Singapore’s inflation is coming down, in line with that in the rest of the world, but the government is still providing help in recognition of cost-of-living pressures, he added.

To West Coast MP Foo Mee Har’s worry that the support in Budget 2024 could drive rather than cool inflation, Wong stressed that the moves were designed carefully and tilted towards those with less. “There’s something for everyone... but we also don’t want to inadvertently stimulate demand too much and push up prices.”

But he stressed that ultimately, the best way to deal with inflation is for business and wages to grow in real terms. “To achieve that, we need better economic growth.”

This, in turn, must be driven by productivity. One key strategy is attracting high-quality investments to Singapore, as these “typically involve cutting-edge and innovative activities” that push productivity up, he said.

Another strategy is to maintain consistent and steady investments in research and development, which is why S$3 billion was added to the Research, Innovation and Enterprise 2025 plan in Budget 2024.

Addressing fears that Singapore will become a two-track economy of large multinationals versus small and medium-sized enterprises, Wong said it was better to see the economy as having two broad segments: outward-oriented and domestic-oriented.

Outward-oriented businesses are naturally more productive as they have to compete in the global marketplace, which is true of other countries too, he added. Yet, productivity in Singapore’s domestic-oriented sector lags that of other countries, which is why more must be done to support such companies to restructure.

“But we also have to be careful that government support does not inadvertently prop up outdated or unviable business models and hinder restructuring,” he said. That is why schemes are geared towards businesses which are prepared to change.

Even as the Republic pushes for productivity growth, however, the workforce must grow too. This requires foreign worker inflows to complement resident workforce growth.

In the coming decade, Singapore’s workforce is expected to grow by about 1 per cent per annum, in line with the needs of the economy, said the minister.
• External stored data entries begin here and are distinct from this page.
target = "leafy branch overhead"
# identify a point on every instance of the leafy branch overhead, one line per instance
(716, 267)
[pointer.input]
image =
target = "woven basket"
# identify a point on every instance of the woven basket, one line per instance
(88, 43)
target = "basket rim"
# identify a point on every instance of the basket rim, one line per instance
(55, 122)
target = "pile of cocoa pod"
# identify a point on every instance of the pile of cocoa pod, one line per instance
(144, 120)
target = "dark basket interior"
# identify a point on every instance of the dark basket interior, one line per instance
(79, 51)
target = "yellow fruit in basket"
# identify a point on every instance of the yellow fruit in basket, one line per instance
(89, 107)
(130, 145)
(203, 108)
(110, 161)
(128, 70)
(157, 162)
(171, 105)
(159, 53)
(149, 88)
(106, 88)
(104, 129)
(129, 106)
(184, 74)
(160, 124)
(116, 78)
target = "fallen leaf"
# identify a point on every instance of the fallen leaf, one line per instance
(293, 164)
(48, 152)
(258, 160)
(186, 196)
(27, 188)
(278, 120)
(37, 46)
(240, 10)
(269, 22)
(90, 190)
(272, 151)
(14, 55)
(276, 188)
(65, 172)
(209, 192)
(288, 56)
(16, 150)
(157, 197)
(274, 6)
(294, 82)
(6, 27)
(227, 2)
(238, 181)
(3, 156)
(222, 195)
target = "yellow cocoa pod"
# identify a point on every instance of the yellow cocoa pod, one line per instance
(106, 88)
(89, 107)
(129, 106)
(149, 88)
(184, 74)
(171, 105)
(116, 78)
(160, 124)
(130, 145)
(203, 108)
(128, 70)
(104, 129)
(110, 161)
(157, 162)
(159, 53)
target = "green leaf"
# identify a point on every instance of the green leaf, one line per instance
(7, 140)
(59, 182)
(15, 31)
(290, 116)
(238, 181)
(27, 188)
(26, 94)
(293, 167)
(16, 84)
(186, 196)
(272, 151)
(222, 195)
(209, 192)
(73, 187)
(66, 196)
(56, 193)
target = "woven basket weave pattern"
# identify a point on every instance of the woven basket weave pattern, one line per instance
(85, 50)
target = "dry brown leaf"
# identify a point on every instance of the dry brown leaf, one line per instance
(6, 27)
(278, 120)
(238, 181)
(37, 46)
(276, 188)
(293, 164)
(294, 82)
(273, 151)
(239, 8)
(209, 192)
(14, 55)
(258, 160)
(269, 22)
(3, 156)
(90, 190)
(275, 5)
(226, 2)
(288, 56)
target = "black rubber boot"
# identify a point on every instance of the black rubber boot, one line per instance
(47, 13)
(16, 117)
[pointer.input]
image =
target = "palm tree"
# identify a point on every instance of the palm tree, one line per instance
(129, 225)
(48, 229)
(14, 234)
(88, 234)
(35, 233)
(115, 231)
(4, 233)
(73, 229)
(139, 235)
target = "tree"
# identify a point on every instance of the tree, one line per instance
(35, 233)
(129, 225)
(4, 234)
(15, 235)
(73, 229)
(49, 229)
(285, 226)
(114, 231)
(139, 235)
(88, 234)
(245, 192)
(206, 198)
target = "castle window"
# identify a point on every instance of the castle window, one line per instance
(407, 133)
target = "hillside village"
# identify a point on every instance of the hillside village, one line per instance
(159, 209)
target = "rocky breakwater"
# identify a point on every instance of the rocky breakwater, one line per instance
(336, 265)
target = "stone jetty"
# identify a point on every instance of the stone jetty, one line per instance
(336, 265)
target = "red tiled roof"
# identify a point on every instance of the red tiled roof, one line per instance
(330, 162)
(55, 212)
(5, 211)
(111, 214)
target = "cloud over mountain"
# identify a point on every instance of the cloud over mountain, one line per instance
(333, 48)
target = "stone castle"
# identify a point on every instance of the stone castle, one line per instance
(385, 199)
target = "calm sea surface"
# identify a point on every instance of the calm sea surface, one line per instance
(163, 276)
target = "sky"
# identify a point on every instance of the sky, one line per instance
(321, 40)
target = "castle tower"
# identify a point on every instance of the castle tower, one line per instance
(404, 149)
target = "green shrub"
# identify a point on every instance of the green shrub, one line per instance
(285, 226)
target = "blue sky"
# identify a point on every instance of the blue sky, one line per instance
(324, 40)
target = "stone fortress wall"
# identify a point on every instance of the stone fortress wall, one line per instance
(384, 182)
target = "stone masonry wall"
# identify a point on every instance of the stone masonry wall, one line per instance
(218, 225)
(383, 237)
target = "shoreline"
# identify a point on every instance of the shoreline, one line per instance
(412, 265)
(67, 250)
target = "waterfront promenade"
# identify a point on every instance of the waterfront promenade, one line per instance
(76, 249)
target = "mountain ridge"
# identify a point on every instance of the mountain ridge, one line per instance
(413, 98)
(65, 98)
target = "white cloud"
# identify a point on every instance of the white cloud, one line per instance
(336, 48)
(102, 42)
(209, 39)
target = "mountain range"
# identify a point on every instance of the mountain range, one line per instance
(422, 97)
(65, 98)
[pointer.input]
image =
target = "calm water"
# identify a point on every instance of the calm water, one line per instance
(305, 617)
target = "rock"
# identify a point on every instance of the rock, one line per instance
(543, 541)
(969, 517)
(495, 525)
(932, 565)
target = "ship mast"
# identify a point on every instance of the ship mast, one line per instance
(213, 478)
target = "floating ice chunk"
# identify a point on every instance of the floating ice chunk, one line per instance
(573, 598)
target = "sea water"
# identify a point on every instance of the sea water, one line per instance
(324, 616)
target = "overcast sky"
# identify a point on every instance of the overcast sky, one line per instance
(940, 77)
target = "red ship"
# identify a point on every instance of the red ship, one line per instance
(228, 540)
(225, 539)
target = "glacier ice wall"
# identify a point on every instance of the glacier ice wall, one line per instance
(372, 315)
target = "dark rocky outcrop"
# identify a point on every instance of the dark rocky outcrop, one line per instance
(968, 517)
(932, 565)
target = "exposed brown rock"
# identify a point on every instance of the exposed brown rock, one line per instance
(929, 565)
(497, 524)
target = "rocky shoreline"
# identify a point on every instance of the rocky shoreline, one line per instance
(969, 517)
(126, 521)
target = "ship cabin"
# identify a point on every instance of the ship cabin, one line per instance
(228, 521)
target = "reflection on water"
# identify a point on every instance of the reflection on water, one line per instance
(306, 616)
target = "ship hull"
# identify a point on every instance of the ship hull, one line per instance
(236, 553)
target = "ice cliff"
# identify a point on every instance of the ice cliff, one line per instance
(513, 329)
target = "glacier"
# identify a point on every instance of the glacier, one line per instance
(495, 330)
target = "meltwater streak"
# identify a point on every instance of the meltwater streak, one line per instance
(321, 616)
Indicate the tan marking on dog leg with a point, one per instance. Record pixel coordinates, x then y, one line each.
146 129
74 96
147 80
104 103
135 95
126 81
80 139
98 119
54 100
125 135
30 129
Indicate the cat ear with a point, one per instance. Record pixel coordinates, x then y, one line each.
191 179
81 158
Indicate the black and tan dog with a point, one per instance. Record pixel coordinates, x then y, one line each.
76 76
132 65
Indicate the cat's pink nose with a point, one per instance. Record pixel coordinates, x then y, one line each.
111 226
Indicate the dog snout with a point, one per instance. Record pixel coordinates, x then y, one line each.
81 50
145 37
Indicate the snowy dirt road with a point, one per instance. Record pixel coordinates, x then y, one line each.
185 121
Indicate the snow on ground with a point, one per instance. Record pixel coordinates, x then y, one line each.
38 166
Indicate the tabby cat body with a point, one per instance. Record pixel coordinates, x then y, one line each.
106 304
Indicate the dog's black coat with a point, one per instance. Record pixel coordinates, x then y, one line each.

Combined with productivity growth of 1 to 2 per cent, that is how overall growth of 2 to 3 per cent can be achieved.

He stressed that the aim is “not to chase after a target” but “to secure better outcomes for Singapore and Singaporeans”.

That is why Singapore is also introducing workplace-fairness legislation and investing in Singaporeans, including through Budget 2024’s “significant enhancements” to SkillsFuture to help workers upskill.

Acknowledging MPs’ suggestions to expand the scope of SkillsFuture changes, Wong said: “I appreciate the strong support and interest. The Level-Up programme is a significant new addition to our SkillsFuture system. Let’s make this move first.”

As for the third question of whether Singapore’s system of social support is sufficient, he noted continued efforts to enhance social safety nets. The minister gave an overview of moves in the “traditional pillars” of social support: education, housing, healthcare, work and retirement.

The latest addition to the system is SkillsFuture. This includes upcoming support for the involuntarily unemployed – which “is really more of a jobseeker support scheme than an unemployment benefit”, he added.

Singapore has not changed its ethos of social support, said Wong. “It is not just about giving handouts, but it’s about giving people a leg up.”

In a clarification question following Wong’s speech, Progress Singapore Party Non-Constituency MP Hazel Poa asked if the goods and services tax (GST) rate will be raised further from now until 2030 to fund higher expenditures.

To this, Wong replied that there is no need to further raise GST as the two-step hike – to 8 per cent in 2023, and 9 per cent this year– sufficiently closes the government’s funding gap up to 2030.

Beyond 2030, the government will assess then if additional revenues or tax changes are needed to close any funding gaps, he said.